J’aimerais certes disposer de davantage d’outils, mais notre action a un impact sur les réformes politiques engagées par certains parlements. Il arrive ainsi qu’un ministre m’informe qu’un article que j’ai écrit ou un entretien que j’ai donné l’a aidé dans son argumentation dès lors que nous avions identifié dans un pays les bonnes pratiques pouvant valoir d’exemple pour le sien. Cela suffit-il? Sans doute pas. Mes ressources ne sont pas suffisantes pour mener un travail efficace concernant les minorités. Vous pouvez en revanche faire beaucoup en tant que parlementaires au niveau national.

J’espère en tout cas vous retrouver dans votre pays quand je m’y rendrai.

Mme MAGRADZE (Géorgie)* – Ma question concerne les droits des personnes affectées de handicaps psychosociaux. Quelle est votre position sur le placement volontaire et le traitement donné à ces personnes sans leur consentement?

M. LE COMMISSAIRE AUX DROITS DE L’HOMME – Comme je l’ai indiqué, j’ai déjà travaillé sur cette question. Pour ce qui est du placement et des soins psychiatriques, je me suis penché sur la situation du Danemark et de la Norvège.

Tous les pays du Conseil de l’Europe ont du mal à s’adapter au changement de paradigme exigé par la Convention des Nations Unies relative aux droits des personnes handicapées. De fait, c’est une tâche difficile.
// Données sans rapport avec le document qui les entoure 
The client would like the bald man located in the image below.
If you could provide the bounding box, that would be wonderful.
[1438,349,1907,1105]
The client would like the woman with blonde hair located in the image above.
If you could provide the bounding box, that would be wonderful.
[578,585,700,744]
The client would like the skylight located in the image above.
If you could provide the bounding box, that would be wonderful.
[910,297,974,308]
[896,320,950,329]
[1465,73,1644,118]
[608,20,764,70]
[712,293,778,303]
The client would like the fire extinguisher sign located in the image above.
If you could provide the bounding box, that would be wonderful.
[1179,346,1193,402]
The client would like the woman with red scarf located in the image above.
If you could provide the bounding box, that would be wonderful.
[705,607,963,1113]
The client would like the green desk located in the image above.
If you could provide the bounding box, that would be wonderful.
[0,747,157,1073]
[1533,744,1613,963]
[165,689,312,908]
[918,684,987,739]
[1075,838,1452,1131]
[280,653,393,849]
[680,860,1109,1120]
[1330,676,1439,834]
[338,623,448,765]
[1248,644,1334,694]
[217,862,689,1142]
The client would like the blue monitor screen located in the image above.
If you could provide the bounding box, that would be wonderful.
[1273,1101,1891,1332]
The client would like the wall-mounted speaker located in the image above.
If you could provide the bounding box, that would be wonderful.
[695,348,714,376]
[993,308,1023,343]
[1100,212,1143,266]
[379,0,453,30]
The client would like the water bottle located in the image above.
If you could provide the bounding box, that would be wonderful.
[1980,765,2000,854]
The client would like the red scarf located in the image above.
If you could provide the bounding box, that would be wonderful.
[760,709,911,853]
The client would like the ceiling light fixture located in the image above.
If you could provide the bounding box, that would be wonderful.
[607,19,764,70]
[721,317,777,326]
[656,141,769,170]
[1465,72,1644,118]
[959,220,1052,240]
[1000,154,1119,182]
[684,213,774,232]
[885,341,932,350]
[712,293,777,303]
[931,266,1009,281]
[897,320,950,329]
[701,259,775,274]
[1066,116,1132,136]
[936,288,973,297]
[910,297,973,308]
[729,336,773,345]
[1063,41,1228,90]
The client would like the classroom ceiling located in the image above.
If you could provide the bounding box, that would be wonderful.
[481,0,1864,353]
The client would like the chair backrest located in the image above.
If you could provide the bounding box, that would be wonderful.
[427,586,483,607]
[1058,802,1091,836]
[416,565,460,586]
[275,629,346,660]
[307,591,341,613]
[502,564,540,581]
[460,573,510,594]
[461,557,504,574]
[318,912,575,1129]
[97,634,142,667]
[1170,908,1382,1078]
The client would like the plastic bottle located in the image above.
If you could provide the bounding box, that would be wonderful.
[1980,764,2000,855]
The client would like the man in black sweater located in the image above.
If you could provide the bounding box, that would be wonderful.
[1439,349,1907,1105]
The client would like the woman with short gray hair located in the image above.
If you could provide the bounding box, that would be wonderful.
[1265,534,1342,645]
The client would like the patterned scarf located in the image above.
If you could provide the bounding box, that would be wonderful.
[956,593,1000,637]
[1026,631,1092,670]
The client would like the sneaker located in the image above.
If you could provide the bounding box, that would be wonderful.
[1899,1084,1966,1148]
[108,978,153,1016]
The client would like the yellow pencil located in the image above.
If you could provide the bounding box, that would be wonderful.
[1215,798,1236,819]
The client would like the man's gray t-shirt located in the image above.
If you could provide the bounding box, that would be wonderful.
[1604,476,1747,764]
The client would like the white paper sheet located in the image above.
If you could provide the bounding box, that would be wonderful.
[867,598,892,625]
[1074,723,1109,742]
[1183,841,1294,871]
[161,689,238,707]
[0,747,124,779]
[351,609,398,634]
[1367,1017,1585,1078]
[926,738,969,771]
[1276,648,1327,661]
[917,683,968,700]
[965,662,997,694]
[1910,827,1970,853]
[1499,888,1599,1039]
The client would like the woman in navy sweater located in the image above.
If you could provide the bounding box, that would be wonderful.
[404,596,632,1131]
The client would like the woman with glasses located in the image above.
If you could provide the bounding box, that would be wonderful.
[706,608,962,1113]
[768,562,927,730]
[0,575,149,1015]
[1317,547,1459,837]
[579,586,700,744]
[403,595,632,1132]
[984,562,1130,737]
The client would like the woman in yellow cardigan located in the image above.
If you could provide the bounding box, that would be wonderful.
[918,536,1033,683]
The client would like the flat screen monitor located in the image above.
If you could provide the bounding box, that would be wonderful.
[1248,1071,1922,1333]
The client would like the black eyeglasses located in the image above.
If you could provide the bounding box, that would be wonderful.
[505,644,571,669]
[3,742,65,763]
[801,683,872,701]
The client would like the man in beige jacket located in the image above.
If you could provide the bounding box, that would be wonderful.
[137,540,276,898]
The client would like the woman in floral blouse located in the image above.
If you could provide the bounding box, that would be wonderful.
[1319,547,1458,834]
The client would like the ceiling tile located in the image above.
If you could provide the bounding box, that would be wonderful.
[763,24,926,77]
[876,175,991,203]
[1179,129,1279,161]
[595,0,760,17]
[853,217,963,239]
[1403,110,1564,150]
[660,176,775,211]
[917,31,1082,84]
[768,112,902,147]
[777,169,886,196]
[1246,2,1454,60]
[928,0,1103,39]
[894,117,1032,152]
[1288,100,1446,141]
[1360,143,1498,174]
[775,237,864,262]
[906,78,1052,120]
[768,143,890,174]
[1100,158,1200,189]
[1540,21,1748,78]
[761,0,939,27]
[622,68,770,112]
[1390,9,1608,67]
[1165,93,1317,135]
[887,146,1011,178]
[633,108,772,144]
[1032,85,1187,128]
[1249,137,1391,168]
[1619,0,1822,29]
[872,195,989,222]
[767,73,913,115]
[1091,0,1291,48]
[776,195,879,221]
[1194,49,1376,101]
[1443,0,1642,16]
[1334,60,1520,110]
La législation sur le placement et les soins exercés sans le consentement de la personne doit être non discriminatoire. Il faut pour cela appliquer des critères objectifs. Les Etats membres doivent être très vigilants sur ce point: le nombre de mesures de placement et l’utilisation de mesures coercitives en psychiatrie doivent décroître. Les traitements doivent être fondés sur le consentement libre et éclairé de la personne concernée, sauf bien sûr dans des cas d’urgence – mais ces cas sont rares. Il faut donc également veiller à mettre en conformité la législation en matière de faculté de décision. Les gens doivent être associés aux décisions les concernant. Je me suis penché sur la situation de bien des pays. Je puis donc dire que, souvent, on prive des personnes de ce droit: d’autres prennent ces décisions à leur place. C’est là une des choses qui doivent changer.

M. JÓNASSON (Islande)* – Je voudrais commencer par vous remercier pour le travail très important que vous effectuez.

Ce matin, nous avons parlé du projet de protocole additionnel à la Convention du Conseil de l’Europe pour la prévention du terrorisme. La raison en est que les Etats membres sont en train de changer leur législation et d’élargir les possibilités juridiques permettant de punir le terrorisme. Vous avez lancé un avertissement: vous voulez plus de clarté et une meilleure protection des droits de l’homme. Ma question est donc la suivante: est-ce que l’on répond à vos attentes?

M. LE COMMISSAIRE AUX DROITS DE L’HOMME* – J’ai cru comprendre que des garde-fous supplémentaires avaient été proposés par l’Assemblée au Comité des Ministres; je salue cette démarche. Le texte voté parle expressément des droits de l’homme.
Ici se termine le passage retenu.